Oggi, a pochi anni da quei momenti drammatici e a quei turni estenuanti, con due figli piccoli a carico, la moglie e un suocero over sessanta disoccupato in casa, Marfisi lavora come aiuto meccanico ma sulla sua famiglia, da 29 anni residente a Merano, pende la scure dallo sfratto esecutivo. Uno sfratto arrivato dopo che per diversi mesi e per forze di causa maggiore Marfisi sostiene di non avere potuto pagare il canone di locazione al proprietario di casa. Ma non è tutto. Infatti, prima inserito nelle graduatorie Ipes per l'assegnazione di un alloggio, dopo un improvviso e inaspettato ricalcolo del famigerato Isee il nucleo familiare di Marfisi per poco meno di 150 euro è risultato escluso dalle graduatorie per l'assegnazione di un’abitazione agevolata.

Una doccia fredda per la famiglia di Sinigo. Infatti, ormai lo si constata ogni giorno, trovare un appartamento in locazione a prezzi abbordabili in città, in particolare per chi ha un reddito medio è diventata una impresa da titani. Ancora più difficile per le coppie con figli piccoli, molto spesso mal gradite dai condomini o dai locatori per via del fatto che in questi casi è più difficile procedere con uno sfratto in caso di morosità. Nel caso di Marfisi, lo sfratto esecutivo invece è arrivato puntuale, dopo diversi mesi di morosità, per ora con una dilazione fino al 16 maggio prossimo quando la sua famiglia dovrà lasciare l'alloggio di via Nazionale a Sinigo.

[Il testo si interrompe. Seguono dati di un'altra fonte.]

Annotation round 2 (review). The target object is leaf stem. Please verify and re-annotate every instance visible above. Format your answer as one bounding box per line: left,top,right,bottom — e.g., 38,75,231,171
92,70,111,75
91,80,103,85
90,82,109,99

Spiega Marfisi: «Prima del Covid lavoravo nella hotelerie, come mio suocero, poi siamo stati licenziati entrambi per via de Covid ma se io ho trovato un posto come sanificatore a mio suocero è andata peggio, perché nessuno assume un quasi pensionato, oggigiorno», esordisce Marfisi ricordando il periodo nelle terapie intensive a fianco dei medici: «Due anni bardato con mille dispositivi, turni massacranti anche di oltre 12 ore, quindi arrivavo a casa distrutto con la paura di passare il Covid a mia moglie. Quindi, dalla scadenza del contratto, per riconoscenza nessuno della Azienda sanitaria si è fatto vivo, anche quando ho chiesto di ricevere la mia liquidazione che ancora attendo da oltre un anno», spiega l'uomo.

Come detto sono due i figli minori della coppia. Uno di un anno e uno di cinque che ci apre la porta accompagnandoci per mano in tutta la casa. Un appartamento sulla via Nazionale a dir poco fatiscente e pieno di muffa maleodorante. «I proprietari dell'appartamento dove alloggiamo sono deceduti e a loro sono succeduti i nipoti che vogliono vendere. Ci hanno dato un ultimatum: o compriamo oppure ce ne dobbiamo andare, ma noi i soldi per acquistare non li troviamo da nessuna parte, soprattutto perché in famiglia lavoro solo io», chiosa l'uomo che aggiunge: «Eravamo tranquilli, al primo posto nella graduatori Ipes ma, dopo un riconteggio, per 148 euro siamo stati esclusi. Semplicemente ci hanno detto di ripresentare domanda, nonostante la nostra situazione. Ci siamo rivolti anche a un legale noto in città ma ci ha sconsigliato di fare ricorso, perché lo avremmo perso», precisa Marfisi spiegando di essersi rivolto anche in Comune e anche qui non è arrivata alcuna risposta. «Siamo persone per bene, speriamo che qualcuno ci aiuti ad uscire da questa situazione».